On Thursday, speaking at the Aspen Security Forum, a think tank, in Colorado, Gen. Joseph Votel said: "We have certainly had relationships with a lot of Turkish leaders -- military leaders in particular.
"I am concerned about what the impact is on those relationships as we continue,” he said. Votel was referring to some Turkish officers - now in jail - for their role in the coup attempt.
He voiced concerns that in the long run the coup and Ankara’s efforts to clear the military of coup supporters would have an effect on U.S. operations in the region.
“I am concerned that it will impact the level of cooperation and collaboration that we have with Turkey which has been excellent frankly,” Votel said.
In response, Erdogan lashed out at Votel, saying the U.S. general was not in a position to make such comments and meddle in the internal affairs of Turkey.
“Are you the one to decide on this [imprisonment]? Who are you? You have got to know your place,” Erdogan told a news conference Friday following a visit to the Police Department of Special Operations in capital Ankara, which was heavily attacked during the coup attempt.
“Instead of thanking this [the Turkish] government for thwarting this coup attempt, and for [maintaining] democracy, you are standing by the putschists,” Erdogan said.
The president also slammed Washington for harboring the U.S.-based preacher Fetullah Gulen, who is accused of being the mastermind of the deadly coup plot.
“The putschist [Gulen] is already in your country, you are looking after him. This is a known fact," Erdogan said.
“You can never deceive my people. My people know who is involved in this plot, and who is the mastermind. With such statements, you are just revealing yourself.
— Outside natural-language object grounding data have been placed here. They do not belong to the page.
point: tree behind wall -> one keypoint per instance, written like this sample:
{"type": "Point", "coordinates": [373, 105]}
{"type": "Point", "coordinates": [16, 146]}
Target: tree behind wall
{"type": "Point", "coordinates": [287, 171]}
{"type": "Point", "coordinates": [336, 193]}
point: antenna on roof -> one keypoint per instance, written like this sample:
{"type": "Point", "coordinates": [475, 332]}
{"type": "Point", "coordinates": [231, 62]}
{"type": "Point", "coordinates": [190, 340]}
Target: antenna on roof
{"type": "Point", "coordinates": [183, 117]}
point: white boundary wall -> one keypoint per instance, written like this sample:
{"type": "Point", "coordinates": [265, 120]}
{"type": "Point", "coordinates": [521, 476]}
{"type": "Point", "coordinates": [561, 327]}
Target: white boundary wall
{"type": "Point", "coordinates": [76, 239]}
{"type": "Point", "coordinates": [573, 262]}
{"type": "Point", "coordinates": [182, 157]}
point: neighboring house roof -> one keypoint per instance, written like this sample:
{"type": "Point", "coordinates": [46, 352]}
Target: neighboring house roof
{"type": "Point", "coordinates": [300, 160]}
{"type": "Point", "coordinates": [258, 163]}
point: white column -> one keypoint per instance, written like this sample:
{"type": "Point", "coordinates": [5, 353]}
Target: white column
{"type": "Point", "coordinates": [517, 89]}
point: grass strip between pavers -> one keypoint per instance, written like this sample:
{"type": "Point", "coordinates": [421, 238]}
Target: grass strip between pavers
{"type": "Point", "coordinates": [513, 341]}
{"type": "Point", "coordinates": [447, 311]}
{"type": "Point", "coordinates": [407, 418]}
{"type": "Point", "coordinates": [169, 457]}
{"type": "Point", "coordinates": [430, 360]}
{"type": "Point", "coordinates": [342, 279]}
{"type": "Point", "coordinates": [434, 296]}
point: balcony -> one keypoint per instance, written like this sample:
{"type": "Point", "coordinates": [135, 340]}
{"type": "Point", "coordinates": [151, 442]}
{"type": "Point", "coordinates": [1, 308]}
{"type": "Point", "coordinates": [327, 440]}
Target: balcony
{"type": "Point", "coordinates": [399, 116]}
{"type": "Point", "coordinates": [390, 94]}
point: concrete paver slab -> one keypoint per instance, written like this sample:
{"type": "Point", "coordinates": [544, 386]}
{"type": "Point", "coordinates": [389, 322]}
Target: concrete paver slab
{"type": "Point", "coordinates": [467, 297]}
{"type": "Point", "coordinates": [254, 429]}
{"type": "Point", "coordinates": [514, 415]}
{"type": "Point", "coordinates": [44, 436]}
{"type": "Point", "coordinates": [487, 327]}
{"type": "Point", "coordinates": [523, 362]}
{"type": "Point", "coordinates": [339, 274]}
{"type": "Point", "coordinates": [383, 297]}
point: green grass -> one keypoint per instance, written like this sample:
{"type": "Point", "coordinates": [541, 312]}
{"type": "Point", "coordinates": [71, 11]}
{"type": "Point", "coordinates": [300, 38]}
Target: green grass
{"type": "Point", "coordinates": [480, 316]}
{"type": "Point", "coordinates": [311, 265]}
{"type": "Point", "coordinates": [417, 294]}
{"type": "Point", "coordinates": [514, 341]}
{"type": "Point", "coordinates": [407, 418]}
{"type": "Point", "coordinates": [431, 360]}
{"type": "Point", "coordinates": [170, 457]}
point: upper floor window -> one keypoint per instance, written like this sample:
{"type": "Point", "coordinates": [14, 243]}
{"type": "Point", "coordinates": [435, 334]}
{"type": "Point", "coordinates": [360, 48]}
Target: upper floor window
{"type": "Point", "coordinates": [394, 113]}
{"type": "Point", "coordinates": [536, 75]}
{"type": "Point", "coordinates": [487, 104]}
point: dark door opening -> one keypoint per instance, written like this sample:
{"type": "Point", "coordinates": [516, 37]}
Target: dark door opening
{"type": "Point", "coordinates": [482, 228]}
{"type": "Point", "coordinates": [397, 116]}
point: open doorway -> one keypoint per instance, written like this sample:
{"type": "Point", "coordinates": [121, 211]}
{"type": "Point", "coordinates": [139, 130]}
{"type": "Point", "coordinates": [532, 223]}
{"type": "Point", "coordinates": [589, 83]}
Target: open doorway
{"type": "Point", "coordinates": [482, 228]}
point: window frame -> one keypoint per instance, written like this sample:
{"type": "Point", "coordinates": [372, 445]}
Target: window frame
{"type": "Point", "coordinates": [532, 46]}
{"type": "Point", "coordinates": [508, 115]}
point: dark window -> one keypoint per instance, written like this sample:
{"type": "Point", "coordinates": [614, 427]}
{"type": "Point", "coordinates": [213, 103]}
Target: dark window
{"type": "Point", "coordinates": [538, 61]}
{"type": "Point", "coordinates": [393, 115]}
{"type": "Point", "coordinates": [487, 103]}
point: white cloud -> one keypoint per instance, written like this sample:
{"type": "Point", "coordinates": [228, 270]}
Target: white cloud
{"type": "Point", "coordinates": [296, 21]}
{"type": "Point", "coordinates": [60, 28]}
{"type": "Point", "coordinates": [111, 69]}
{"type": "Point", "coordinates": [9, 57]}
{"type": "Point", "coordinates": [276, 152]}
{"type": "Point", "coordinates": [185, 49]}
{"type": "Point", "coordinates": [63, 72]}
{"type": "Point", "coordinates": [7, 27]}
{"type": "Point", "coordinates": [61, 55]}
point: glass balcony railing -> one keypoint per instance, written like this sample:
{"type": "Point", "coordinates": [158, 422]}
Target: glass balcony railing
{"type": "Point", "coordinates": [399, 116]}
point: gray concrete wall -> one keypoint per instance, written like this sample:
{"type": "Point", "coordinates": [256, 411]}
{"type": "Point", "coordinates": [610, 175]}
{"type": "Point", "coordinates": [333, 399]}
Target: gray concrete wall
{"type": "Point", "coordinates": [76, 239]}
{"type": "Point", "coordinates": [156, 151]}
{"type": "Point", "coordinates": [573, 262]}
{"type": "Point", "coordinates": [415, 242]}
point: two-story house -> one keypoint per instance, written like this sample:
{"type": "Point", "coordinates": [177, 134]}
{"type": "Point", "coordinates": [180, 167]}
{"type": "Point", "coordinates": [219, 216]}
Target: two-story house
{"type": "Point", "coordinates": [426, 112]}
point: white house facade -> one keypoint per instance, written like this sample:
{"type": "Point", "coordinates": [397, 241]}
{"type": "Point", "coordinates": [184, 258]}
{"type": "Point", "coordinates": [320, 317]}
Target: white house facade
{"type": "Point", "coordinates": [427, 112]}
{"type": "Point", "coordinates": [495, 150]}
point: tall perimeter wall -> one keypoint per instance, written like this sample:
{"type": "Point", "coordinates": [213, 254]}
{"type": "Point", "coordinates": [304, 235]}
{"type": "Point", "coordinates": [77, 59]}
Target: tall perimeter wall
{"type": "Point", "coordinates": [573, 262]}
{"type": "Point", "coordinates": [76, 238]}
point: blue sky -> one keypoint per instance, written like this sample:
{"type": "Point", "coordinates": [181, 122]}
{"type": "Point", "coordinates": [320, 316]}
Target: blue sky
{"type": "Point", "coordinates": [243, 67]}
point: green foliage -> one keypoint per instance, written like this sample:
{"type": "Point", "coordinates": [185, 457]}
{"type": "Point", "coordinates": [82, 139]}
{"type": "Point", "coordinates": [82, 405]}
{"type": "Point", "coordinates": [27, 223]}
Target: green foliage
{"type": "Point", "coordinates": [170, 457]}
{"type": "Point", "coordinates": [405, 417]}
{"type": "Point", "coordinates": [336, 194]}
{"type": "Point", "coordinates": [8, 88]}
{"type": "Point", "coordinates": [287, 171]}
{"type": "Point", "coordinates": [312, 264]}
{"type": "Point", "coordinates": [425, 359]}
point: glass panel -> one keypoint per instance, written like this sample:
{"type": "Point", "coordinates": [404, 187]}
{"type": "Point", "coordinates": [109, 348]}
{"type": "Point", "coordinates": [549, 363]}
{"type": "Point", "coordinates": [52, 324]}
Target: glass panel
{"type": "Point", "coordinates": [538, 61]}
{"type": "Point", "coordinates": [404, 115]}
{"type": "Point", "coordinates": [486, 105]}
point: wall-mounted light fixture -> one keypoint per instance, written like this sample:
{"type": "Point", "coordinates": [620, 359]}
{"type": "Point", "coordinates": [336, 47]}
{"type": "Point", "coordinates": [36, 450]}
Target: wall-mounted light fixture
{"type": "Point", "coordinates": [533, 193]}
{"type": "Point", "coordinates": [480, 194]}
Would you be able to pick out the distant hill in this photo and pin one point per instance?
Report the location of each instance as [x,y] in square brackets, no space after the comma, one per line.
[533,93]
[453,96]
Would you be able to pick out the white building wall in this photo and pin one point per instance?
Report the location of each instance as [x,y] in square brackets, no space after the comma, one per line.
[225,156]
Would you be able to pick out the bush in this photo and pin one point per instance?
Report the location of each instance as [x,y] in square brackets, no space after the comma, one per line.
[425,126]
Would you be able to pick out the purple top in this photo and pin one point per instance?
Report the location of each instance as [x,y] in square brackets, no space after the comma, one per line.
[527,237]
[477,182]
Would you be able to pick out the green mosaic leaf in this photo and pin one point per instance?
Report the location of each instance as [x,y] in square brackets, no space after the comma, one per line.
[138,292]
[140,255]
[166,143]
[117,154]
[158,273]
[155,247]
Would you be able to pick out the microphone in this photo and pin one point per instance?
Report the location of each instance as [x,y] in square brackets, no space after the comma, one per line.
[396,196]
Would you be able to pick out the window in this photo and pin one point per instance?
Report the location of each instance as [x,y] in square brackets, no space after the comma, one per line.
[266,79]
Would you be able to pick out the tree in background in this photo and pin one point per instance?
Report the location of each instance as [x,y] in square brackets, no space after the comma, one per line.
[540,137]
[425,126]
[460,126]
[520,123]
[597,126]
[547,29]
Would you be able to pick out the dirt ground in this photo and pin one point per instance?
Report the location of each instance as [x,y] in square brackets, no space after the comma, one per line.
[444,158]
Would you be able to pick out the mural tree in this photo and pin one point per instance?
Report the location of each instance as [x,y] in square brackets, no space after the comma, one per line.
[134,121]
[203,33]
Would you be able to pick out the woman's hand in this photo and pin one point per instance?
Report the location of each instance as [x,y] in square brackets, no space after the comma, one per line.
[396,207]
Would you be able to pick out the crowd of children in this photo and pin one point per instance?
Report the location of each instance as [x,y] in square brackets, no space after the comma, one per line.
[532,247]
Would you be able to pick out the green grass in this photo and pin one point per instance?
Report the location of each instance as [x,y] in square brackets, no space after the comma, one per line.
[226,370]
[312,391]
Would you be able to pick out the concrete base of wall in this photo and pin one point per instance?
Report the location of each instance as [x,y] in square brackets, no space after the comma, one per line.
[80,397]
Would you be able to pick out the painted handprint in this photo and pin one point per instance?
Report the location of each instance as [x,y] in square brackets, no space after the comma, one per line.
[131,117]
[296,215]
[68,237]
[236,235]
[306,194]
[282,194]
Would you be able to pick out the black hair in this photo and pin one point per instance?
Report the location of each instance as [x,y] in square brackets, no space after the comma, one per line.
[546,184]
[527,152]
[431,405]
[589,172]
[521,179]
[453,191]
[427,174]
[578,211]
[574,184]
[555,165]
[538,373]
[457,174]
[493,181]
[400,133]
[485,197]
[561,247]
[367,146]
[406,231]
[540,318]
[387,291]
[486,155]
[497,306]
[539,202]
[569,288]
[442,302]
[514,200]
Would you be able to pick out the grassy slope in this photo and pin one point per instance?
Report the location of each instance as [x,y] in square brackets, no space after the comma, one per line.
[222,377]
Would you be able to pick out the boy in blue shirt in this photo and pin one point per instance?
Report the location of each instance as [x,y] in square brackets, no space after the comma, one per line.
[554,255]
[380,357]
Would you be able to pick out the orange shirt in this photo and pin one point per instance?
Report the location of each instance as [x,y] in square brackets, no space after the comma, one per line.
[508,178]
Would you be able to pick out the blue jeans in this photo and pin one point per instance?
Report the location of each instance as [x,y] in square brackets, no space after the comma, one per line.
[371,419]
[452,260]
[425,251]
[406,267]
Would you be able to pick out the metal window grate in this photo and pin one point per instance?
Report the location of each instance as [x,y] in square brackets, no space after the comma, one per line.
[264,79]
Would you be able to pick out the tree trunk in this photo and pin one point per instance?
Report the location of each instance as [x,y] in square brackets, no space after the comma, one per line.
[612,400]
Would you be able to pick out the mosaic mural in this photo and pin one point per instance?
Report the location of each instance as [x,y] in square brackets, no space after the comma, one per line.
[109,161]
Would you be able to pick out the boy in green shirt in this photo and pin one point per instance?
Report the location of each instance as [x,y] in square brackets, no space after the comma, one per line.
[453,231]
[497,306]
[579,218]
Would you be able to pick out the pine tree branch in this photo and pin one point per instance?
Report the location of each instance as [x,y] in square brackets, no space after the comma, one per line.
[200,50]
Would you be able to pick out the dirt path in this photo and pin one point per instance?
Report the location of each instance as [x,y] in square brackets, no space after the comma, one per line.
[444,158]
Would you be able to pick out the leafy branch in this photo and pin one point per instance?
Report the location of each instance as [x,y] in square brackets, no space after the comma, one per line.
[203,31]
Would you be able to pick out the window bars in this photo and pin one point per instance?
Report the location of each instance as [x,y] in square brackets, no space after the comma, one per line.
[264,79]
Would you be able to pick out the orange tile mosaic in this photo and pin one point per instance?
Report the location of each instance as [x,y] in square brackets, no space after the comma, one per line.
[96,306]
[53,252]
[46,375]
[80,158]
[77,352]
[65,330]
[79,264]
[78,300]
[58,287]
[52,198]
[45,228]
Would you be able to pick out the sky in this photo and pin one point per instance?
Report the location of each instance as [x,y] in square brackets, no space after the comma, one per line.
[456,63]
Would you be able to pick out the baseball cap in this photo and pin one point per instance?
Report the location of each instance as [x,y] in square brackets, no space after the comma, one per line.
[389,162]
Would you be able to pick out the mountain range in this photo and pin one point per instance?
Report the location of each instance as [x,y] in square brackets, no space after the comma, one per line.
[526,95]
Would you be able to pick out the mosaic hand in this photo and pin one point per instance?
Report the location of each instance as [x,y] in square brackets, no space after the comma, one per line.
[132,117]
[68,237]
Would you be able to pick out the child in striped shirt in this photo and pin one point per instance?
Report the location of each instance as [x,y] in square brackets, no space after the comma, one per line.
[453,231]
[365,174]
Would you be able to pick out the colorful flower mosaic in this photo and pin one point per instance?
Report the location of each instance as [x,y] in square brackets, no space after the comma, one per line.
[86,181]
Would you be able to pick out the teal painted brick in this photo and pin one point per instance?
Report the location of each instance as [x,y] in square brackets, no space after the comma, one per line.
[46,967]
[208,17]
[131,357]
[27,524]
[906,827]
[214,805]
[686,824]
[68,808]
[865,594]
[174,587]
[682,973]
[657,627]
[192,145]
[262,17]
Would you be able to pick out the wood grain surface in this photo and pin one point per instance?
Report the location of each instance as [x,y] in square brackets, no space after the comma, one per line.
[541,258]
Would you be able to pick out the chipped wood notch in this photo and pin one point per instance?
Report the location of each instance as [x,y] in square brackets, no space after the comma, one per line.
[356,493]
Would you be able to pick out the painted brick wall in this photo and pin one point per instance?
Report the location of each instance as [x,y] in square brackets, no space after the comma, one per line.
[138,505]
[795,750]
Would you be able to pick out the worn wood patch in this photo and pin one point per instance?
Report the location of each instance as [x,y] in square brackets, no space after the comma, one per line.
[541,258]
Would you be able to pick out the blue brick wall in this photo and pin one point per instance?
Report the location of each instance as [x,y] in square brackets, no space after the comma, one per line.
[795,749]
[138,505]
Turkey will not be duped,” he added.
Turkey has discharged at least 1,684 service members from the Armed Forces for their role in the failed coup when a faction of the military tried to overthrow the elected government on July 15.
The three military chiefs of staff, including the land, air and naval forces, preserved their top positions after the Supreme Military Council meeting Thursday.
Turkey's government has repeatedly said the deadly coup attempt, which martyred at least 246 people and injured more than 2,100 others, was organized by Gulen's followers.
Gulen is also accused of running a long-running campaign to overthrow the state through the infiltration of Turkish institutions, particularly the military, police, and judiciary, forming what is commonly known as the parallel state.
Later, Votel dismissed the claims against him in media.
"Any reporting that I had anything to do with the recent unsuccessful coup attempt in Turkey is unfortunate and completely inaccurate," he said in a statement.
The American general noted that Turkey has been “an extraordinary and vital partner in the region for many years”. He did not mention his views about the coup plotters in the statement.